Whatever the content of privacy is understood to include, there is
general agreement in law and society that privacy is worth protecting,
as a “core value of a civilized society,” [10] and as a requirement
both of “inviolate personality” [11] and human dignity. Expanding the
possibilities for protecting privacy by including it within the ambit
of the section 15 equality guarantee is further and uniquely Canadian
recognition of the foundational role that privacy plays in our society.
Equality, and by necessity a constitutional right to equality, is at
the heart of a compassionate democracy. While the Charter protects and advances many of our most cherished values, section 15 is at the heart of the Charter’s
vision for Canada. Finding a home for a privacy interest in our
understanding of human dignity, not only promotes a more fulsome
understanding of the many facets of privacy as a core value, but also
opens up new equality arguments for vulnerable and marginalized groups.
[1] 2002 SCC 84
[2] [1999] 3 S.C.R. 46.
[3] Then Justice Arbour took a different and radical approach to
section 7, and would have removed it from the limitations of its
placement in the “Legal Rights” section of the Charter. She left the Court soon after the Gosselin decision and her views have not gained traction at the Court so far.
[4] [1999] 1 S.C.R. 497.
[5] Ibid. at para. 59.
[6] The first two steps in the Law test are that the claimant establish
that he or she is a member of one of the enumerated or analogous
grounds listed in section 15 and that the impugned legislative
provision imposes a burden or denies a benefit to the claimant on the
basis of the ground.
[7] Ibid. at para. 53.
[8] A number of philosophers have connected privacy to human dignity,
and explained the relationship between the two as harmonious and even
symbiotic in nature.
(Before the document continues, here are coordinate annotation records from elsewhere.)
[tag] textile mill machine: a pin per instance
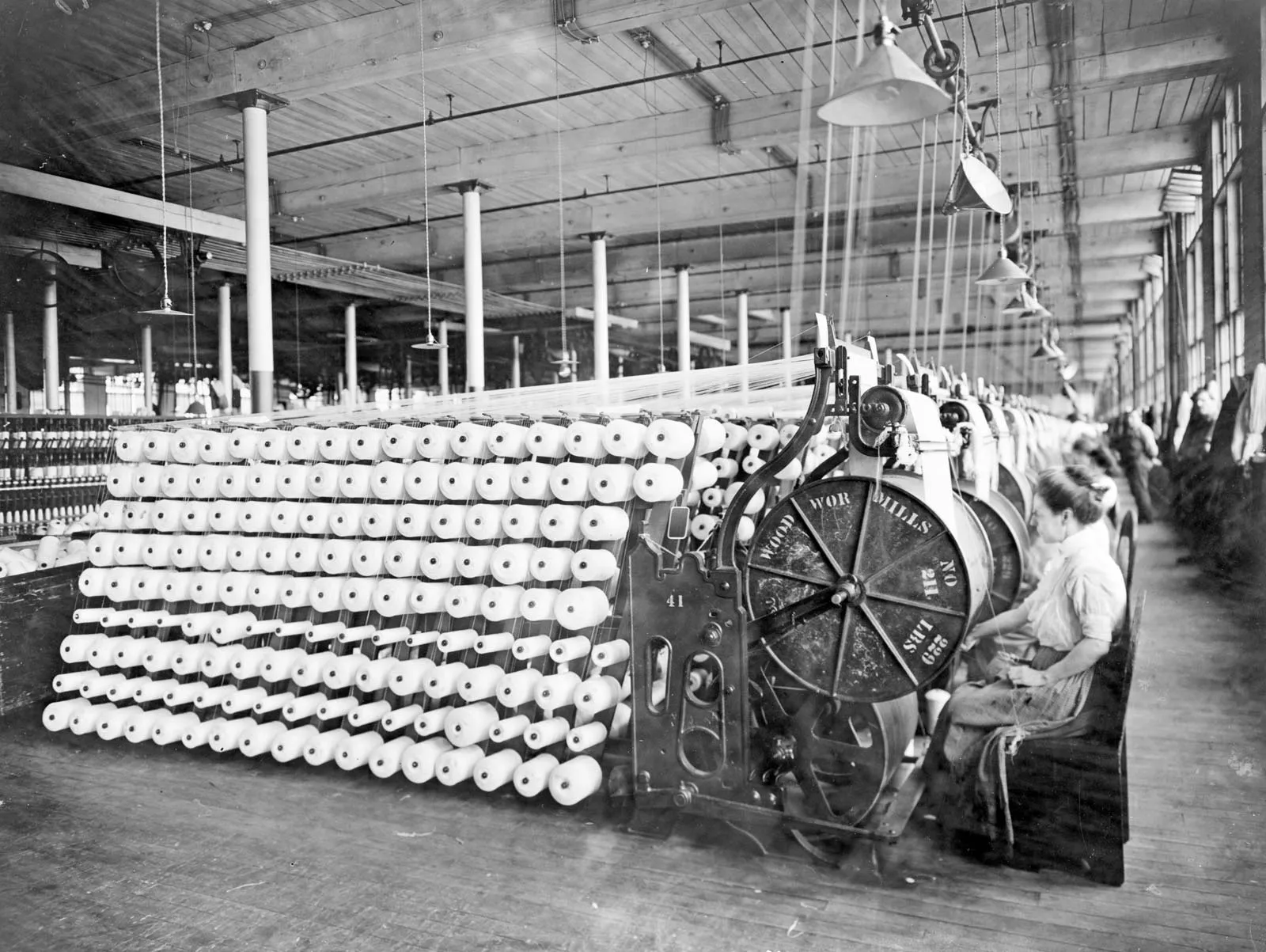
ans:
(726, 613)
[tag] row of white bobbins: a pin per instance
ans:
(510, 563)
(569, 781)
(421, 481)
(575, 608)
(628, 439)
(556, 522)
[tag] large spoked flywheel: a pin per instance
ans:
(861, 593)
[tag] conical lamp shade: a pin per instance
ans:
(165, 310)
(888, 89)
(1003, 271)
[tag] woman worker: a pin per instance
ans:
(1069, 622)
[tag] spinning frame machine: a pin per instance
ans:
(725, 618)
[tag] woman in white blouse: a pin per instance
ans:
(1067, 623)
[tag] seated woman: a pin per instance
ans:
(1065, 627)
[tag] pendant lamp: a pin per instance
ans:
(1003, 272)
(165, 309)
(888, 89)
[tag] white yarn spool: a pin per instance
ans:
(712, 436)
(409, 677)
(612, 483)
(532, 776)
(400, 442)
(388, 481)
(531, 480)
(548, 732)
(434, 442)
(326, 593)
(624, 438)
(293, 481)
(551, 565)
(184, 446)
(320, 749)
(244, 443)
(484, 522)
(670, 439)
(418, 762)
(261, 480)
(366, 443)
(493, 481)
(508, 441)
(561, 523)
(554, 692)
(538, 604)
(386, 760)
(548, 439)
(402, 559)
(345, 518)
(500, 603)
(494, 642)
(522, 522)
(470, 441)
(608, 654)
(354, 481)
(472, 724)
(576, 779)
(535, 646)
(304, 443)
(570, 481)
(291, 745)
(658, 483)
(605, 523)
(582, 608)
(449, 521)
(354, 751)
(438, 559)
(333, 445)
(118, 481)
(497, 770)
(130, 445)
(763, 437)
(367, 557)
(413, 521)
(324, 481)
(377, 521)
(222, 515)
(464, 601)
(510, 728)
(432, 722)
(569, 648)
(584, 439)
(428, 597)
(358, 595)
Edward J. Bloustein reasoned:
The man [or woman] who is compelled to live every minute of
his [or her] life among others and whose every need, thought, desire,
fancy or gratification is subject to public scrutiny, has been deprived
of his [or her] individuality and human dignity. Such an individual
merges with the mass. His [or her] opinions, being public, tend never
to be different; his [or her] aspirations, being known, tend always to
be conventionally accepted ones; his [or her] feelings, being openly
exhibited, tend to lose their quality of unique personal warmth and
become the feelings of every man [or woman]. Such a being, although
sentient, is fungible; he [or she] is not an individual.
See: Edward J. Bloustein, “Privacy as an Aspect of Human Dignity: An Answer to Dean Prosser” in Schoeman, Ferdinand, eds. Philosophical Dimensions of Privacy: An Anthology, (Cambridge University Press, 1984 at page 188). See also: Jeffrey H. Reiman, “Privacy, Intimacy and Personhood” in Ibid, at page 305; Helen Nissenbaum, “Privacy as Contextual Integrity” (2004) 79 Wash. L. Rev. 119.
[9] R. v. O’Connor [1995] 4 SCR 411 at para 154.
[10] See Olmstead v. United States, 277 U.S. 438 (1928) (Brandeis J., dissenting).
[11] Warren & Brandeis, “The Right to Privacy” 4 Harv. L. Rev. 193, 194 (1890).